W667 Genomics of Hybridization Among Sonoran Desert Selaginella

Date: Saturday, January 14, 2012
Time: 10:40 AM
Room: Golden Ballroom
Nils Arrigo , University of Arizona, Tucson, AZ
Michael S. Barker , University of Arizona, Tucson, AZ
Hybridization - the crossing of two species - is an important evolutionary trigger by initiating gene flow processes, thus increasing species diversity, transferring adaptations and reinforcing or breaking down reproductive barriers. An additional by-product of hybridization is the emergence of new species. The process takes place either through allopolyploidy or homoploid speciation and occurs in a context of sympatric speciation. Indeed, hybrids arise where the parental species are already established and thus endure harsh ecological competition, along with recurrent gene flow, during the early stages of speciation. As a consequence, the emergence of successful hybrid species remains uncommon and often requires ecological and reproductive isolation mechanisms to escape from the parental constraints.

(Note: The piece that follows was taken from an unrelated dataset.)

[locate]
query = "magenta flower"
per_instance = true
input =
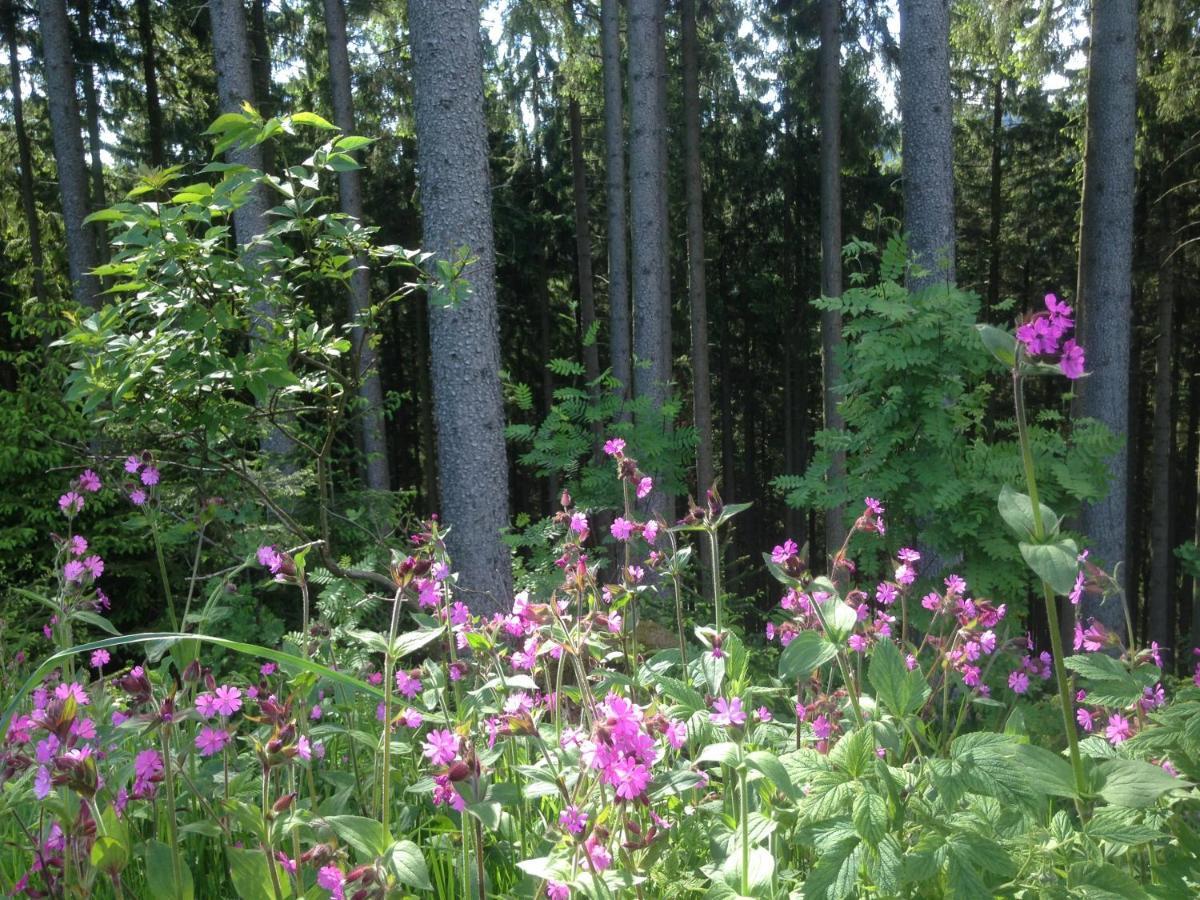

We first evaluate the evolutionary success of hybrid plant species, by adressing speciation versus extinction rates of a collection of homoploid and allopolyploid species, using a phylogenetic framework. We then focus on a hybrid zone in Arizona, between two North American Selaginella species (Lycophyte), where successful hybrid populations occur. The hybrids grow independently from their parental species and are fully fertile. We investigate what ecological and genetic features differentiate these successful hybrids from their parental species, using ecological niche modelling and next generation sequencing. Due to their small genome sizes (50 and 70Mb for the parental species, S. eremophila and S. arizonica), we expect to produce high quality assemblies and assess whether significant genome rearrangements have occurred in the hybrid lineage, a feature that is highly indicative of genetic isolation between hybrids and parent species.